2026年5月12日に発表された決算は好決算となりました。

  • 売上高:4,215億円(前の期比微減)
  • 営業利益:279億円(67.6%増益、利益率は3.9%→6.6%へ改善)
  • 経常利益:228億円(前期比2.16倍に急拡大)
  • 純利益:112億円

MLCC関連事業の具体的な動向


決算を牽引した主役は、まさにMLCC用フィルムを擁するフィルムセグメントです。フィルムセグメントのすべてがMLCC向けではありませんが、工業用(AIサーバー向け)の需要が旺盛で高成長を維持しました。 これまで進めてきた宇都宮工場での新型製膜機などの成長投資がしっかりと実を結び、「回収フェーズ」に入ったことで全社の営業利益率を押し上げた模様です。営業利益は前期比で2.4倍、利益率も4.1%→9.5%に急拡大となっています。

株価と信用取組み動向


足元の株価は、中東情勢の懸念後退とMCC関連の資金流入で切り上がり、高値更新も見られ始めています。日足5MAに沿った動きですので、浅い押し目買いは5MA付近もしくはブレイクラインを目安に。目安までなるべく引きつけて買いつつ、損切りは目安を明確に割ってきた・・・という流れですね。仮に深い押し目を狙うなら25MAを目安に行うと良さそうです。

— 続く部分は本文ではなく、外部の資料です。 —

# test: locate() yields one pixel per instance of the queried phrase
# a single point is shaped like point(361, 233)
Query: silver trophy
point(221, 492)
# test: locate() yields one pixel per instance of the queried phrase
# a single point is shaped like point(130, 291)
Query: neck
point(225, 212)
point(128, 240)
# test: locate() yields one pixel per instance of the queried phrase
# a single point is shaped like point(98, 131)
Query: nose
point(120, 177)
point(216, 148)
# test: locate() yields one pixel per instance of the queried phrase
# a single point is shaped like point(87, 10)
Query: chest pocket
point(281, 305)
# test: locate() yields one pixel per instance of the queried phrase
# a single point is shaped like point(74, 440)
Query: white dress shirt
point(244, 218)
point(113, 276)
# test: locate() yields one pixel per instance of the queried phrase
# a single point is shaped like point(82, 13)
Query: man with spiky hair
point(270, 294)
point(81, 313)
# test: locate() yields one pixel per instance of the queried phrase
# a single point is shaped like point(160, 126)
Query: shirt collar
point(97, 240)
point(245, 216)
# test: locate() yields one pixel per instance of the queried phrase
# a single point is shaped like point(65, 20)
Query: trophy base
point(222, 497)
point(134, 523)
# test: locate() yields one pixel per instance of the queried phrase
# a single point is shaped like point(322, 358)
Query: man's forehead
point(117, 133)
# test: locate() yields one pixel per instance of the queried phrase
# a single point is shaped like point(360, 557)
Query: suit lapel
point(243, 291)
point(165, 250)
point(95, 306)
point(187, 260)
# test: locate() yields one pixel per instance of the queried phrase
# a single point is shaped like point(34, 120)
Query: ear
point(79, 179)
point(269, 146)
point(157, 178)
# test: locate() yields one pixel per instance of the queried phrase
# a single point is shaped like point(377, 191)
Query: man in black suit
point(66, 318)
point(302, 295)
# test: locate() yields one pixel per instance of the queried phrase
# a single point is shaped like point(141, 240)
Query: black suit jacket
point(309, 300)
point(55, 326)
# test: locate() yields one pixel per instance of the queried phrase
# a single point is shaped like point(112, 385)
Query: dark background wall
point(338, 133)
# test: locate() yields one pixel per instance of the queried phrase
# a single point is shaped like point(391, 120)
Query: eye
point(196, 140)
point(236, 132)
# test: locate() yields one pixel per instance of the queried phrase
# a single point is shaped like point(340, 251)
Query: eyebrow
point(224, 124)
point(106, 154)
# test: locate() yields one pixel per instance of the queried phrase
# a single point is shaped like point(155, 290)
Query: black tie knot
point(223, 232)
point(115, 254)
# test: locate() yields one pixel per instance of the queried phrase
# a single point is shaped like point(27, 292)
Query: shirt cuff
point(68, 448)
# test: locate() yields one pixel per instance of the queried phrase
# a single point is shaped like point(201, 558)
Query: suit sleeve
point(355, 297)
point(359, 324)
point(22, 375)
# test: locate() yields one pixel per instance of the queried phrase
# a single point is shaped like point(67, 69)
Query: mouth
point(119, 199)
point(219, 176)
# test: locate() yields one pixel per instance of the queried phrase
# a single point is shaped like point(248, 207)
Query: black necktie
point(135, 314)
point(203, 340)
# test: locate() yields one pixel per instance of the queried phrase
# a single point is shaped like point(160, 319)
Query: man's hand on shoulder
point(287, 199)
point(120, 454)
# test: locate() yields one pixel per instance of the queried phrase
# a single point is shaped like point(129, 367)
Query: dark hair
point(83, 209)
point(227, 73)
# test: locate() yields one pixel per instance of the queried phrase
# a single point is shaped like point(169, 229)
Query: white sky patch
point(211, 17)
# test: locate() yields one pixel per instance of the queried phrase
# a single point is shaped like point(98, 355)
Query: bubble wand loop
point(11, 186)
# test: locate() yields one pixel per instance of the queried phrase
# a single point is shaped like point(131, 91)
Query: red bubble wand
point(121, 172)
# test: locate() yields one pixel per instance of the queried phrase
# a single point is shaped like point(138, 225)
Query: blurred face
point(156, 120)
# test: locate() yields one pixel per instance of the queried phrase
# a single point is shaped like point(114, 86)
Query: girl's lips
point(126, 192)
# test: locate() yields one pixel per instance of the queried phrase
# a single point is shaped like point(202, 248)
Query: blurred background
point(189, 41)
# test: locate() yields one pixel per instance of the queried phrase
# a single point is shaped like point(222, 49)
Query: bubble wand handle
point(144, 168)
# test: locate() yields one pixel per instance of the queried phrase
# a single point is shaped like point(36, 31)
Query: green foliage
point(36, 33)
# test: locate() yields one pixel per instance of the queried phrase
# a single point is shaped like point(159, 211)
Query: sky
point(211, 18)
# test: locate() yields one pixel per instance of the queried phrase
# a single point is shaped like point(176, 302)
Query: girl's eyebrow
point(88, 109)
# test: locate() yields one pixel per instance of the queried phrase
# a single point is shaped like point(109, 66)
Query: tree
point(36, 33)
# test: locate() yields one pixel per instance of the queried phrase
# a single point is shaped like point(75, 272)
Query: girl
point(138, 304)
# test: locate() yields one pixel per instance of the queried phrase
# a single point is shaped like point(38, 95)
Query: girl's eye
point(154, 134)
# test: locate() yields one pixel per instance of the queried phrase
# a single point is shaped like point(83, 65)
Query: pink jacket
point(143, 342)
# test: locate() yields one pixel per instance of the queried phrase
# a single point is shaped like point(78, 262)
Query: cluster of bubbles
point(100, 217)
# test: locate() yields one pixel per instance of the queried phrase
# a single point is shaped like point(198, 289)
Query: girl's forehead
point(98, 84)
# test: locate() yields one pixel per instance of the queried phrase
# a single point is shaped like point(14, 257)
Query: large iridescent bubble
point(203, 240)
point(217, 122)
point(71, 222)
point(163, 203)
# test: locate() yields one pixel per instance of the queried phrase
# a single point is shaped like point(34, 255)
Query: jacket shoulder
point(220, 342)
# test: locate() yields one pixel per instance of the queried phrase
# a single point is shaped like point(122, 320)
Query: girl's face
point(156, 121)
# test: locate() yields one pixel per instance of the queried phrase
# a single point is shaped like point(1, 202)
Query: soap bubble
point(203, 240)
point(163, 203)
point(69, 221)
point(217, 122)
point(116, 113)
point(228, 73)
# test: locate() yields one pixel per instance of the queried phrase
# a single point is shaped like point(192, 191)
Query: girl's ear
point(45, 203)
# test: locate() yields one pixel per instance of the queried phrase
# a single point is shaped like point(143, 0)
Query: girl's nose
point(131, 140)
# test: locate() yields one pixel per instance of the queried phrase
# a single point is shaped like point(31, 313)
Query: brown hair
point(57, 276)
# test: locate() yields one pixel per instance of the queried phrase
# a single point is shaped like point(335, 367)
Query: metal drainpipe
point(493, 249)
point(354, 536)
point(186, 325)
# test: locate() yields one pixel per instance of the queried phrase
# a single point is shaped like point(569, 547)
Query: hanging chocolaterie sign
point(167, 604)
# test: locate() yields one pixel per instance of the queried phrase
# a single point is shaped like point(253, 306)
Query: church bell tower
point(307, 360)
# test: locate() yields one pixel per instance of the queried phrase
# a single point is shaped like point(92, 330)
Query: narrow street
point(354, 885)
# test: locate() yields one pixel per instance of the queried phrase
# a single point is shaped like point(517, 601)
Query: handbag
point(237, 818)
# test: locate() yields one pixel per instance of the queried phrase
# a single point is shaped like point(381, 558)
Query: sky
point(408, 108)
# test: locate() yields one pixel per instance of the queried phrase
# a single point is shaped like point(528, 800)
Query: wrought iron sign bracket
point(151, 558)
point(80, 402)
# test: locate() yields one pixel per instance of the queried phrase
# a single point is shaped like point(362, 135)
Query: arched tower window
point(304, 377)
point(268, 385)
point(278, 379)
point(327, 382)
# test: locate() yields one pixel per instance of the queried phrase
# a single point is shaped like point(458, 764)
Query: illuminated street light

月足では2,150~2,250円ほどに高値を持っており、ここを抜けたい流れです。出来高は2012年頃が最大で、ここに全く及んでいません。ですので、もっと出来高が膨らんでくれると期待値も上がるかなという印象でした。目先はとりあえず、2,250円を目指して頑張る流れでしょう。

買い残は75万株ほど溜まっていますが、日々の出来高が100万~300万株まで膨らんでいるので重たすぎる印象ではないです。

リスク

  • ナフサ(原油)価格の再高騰:フィルムの主原料は原油から作られる「ナフサ」です。中東リスクが再燃して原油価格が跳ね上がると、ダイレクトに利益を圧迫します。
  • フィルム事業以外のセグメント:フィルム事業の押し上げで利益回復が見られているが、その他の事業が足を引っ張り利益を削る可能性もあります。
  • 車載向けの反動減:米国などの関税政策を警戒した「前倒し需要」が一部で発生していた場合、今期その反動減が出るリスクが注視されています。
  • MLCC関連セクターの動向:今回の選定はあくまでMLCC関連への資金流入が背景です。したがって、同セクター全体の動向は常に見ておく必要があります。仮にセクターから資金抜けが起きた場合は逃げる方が無難です。